Selecting the right type and size of the air conditioning system for your home’s HVAC system is not always easy. Certain physical factors around the home’s cooling affect the efficiency, performance, and cost of operating a central air conditioning system. Before making the final decision, homeowners must consider different types of AC systems, size, efficiency, and installation demands. In this article, you will learn about how to choose the right HVAC size for your home.
Why Does Size Matter?
Selecting the correct size of the air conditioner is essential when setting up a home cooling or heating system. Homeowners need to consult a professional Energy Management Consultant, who will consider the factors that affect the house’s cooling before choosing the AC size. Such factors include:
- The area of exterior walls exposed to the sun
- The total area of the home’s living space (aside from the square footage)
- The age, condition, number, and direction of the windows
- The existing ventilation system and ductwork
- Level of air sealing the insulation
- The amount of sun exposure
- The age of the home’s construction
- Level of shade from nearby trees and shrubs
Installing any HVAC system is not an option.
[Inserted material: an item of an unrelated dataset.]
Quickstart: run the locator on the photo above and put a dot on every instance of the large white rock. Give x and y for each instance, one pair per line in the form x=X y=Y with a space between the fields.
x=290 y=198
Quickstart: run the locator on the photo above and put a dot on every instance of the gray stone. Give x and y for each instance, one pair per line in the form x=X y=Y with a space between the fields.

The size of the system matters because a properly-sized air conditioning and heating system will run an optimally full cycle and keep the home heated or cooled for more extended periods.
An oversized AC system will rapidly cool the air in the house and turn off prematurely. However, the building structure (including the wood, walls, and furniture) will not be cooled properly, and soon enough, heat and humidity will set in, and the AC will start running over and over. Therefore, oversized HVAC systems run for short periods repeatedly, which can soon become costly.
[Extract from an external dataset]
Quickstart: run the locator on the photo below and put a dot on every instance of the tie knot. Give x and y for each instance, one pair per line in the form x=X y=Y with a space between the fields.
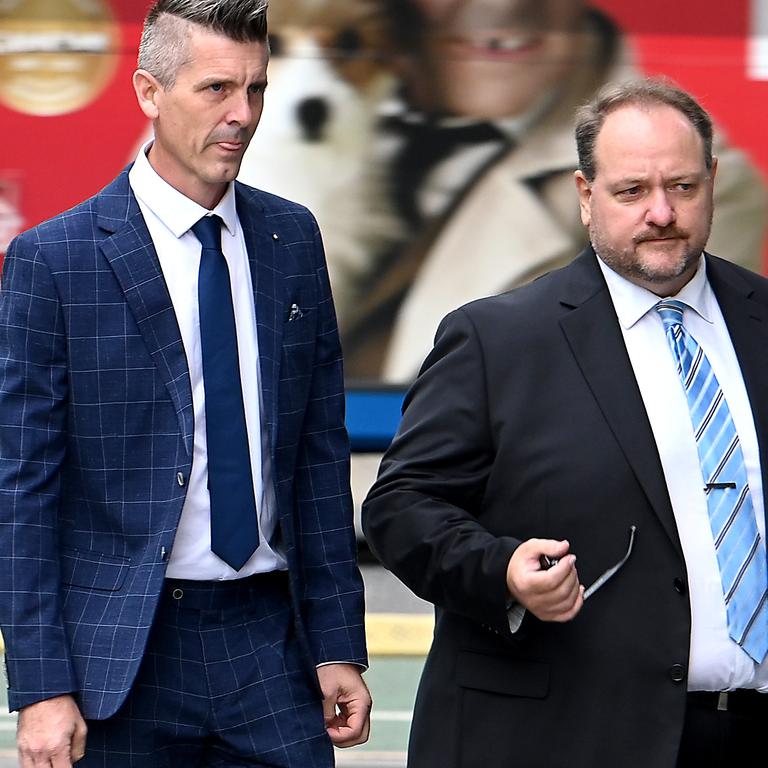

On the other hand, an undersized system will not cook the house properly. It will operate endlessly, waste energy, and cost more money.
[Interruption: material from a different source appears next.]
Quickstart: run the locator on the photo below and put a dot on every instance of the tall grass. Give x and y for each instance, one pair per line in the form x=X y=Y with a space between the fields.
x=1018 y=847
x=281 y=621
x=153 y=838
Understanding the meaning of TON and SEER
HVAC sizes are measured in tons of cooling power. One ton of cooling is equivalent to 12,000 BTU (British thermal units) per hour. For instance, a regular residential unit is a 2-ton unit, which cools at 24,000 BTU per hour and a larger 3-ton unit cools at 36000 BTU per hour.
Although two air conditioners may have the same tonnage, their energy efficiency ratio or seasonal energy efficiency ratio (SEER) could be completely different. After determining the correct tonnage size for home cooling, homeowners need to consider the system that has the best SEER rating and falls within their budget range. The higher the rating, the lower the energy consumption – about 5 percent less per SEER. This means that an older 12 SEER improved to the higher efficiency of 16 SEER will be about 20 percent more efficient and cost less to operate — systems with Energy Star qualification range between 12 and 23 SEER.
Since the HVAC system is a crucial part of your home, it is important that you hire the services of a trained HVAC professional to work you through the complex process. This will ensure you get the correct and efficient system for your home and ultimately save money.